Removable partial dentures are defined as any prosthesis that replaces some teeth but not all in a partially edentulous arch and can be removed at will by the patient. Within this broad definition of partial dentures, one could include interim or provisional prostheses along with definitive removable prosthetics. A provisional or interim removable partial denture is a dental prosthesis used for a short time for reasons of esthetics, mastication, occlusal support, or for conditioning the patient to accept an artificial substitute for missing natural teeth until a more definite prosthetic dental treatment can be provided. Within this definition of provisional or interim prostheses, removable partials dentures such as stayplates, acrylic partials, and flexible-type partials are included. The emphasis of this article is on design and function of definitive RPDs that use a rigid framework for retention, support, and stability in the partially edentulous oral environment. Many concepts and philosophies in removable partial denture design are not possible to cover in this short article. The basic prosthodontic design concepts of a functional removable partial denture framework will be discussed.

RPD Diagnostics

All too often, dental laboratory technicians receive removable partial denture cases that have been planned improperly, which results in a DRPD (Drawer Removable Partial Denture). The patient who has paid for an RPD to restore compromised function or esthetics is unable to wear the unsuccessful appliance, so it is left in a drawer, and the patient increasingly does more dental damage to the remaining natural dentition.
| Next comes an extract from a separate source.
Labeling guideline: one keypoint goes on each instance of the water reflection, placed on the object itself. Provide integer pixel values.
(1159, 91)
This dental damage may include movement or super eruption of teeth, bone loss, decreased vertical dimension of occlusion, impaired phonetics, and loss of the confidence to smile or laugh. If our goal is to provide optimal removable prosthetic care and treatment for these dentally compromised patients, then a proper clinical and technical assessment of the oral condition is essential to a successful RPD.

The RPD that successfully functions within a partially edentulous oral environment has been properly case planned with mounted diagnostic study casts.1 Clinical and technical evaluation of mounted study casts enables technicians to collect data to understand variables on the existing partially edentulous condition. These variables include condition of abutments such as clinical crown-to-root ratio, desirable and undesirable undercuts, rest preparation, inter-occlusal or inter-arch space, supporting tissues, and residual ridge anatomy (Figure 1 through Figure 3). Abutment, tooth, and occlusal modifications should be a routine part of clinical RPD protocols (Figure 4).

Figure 5 through 13 illustrate different situations and variables to consider during the diagnostic case planning process. When we spend more time on case planning, our success ratio on these complex prosthetic cases will increase. We must look at these removable prosthetic cases objectively to understand how future RPDs can be improved for the partially edentulous patient.

RPD Biomechanics

To understand the variables in RPD design or form, we must consider function first.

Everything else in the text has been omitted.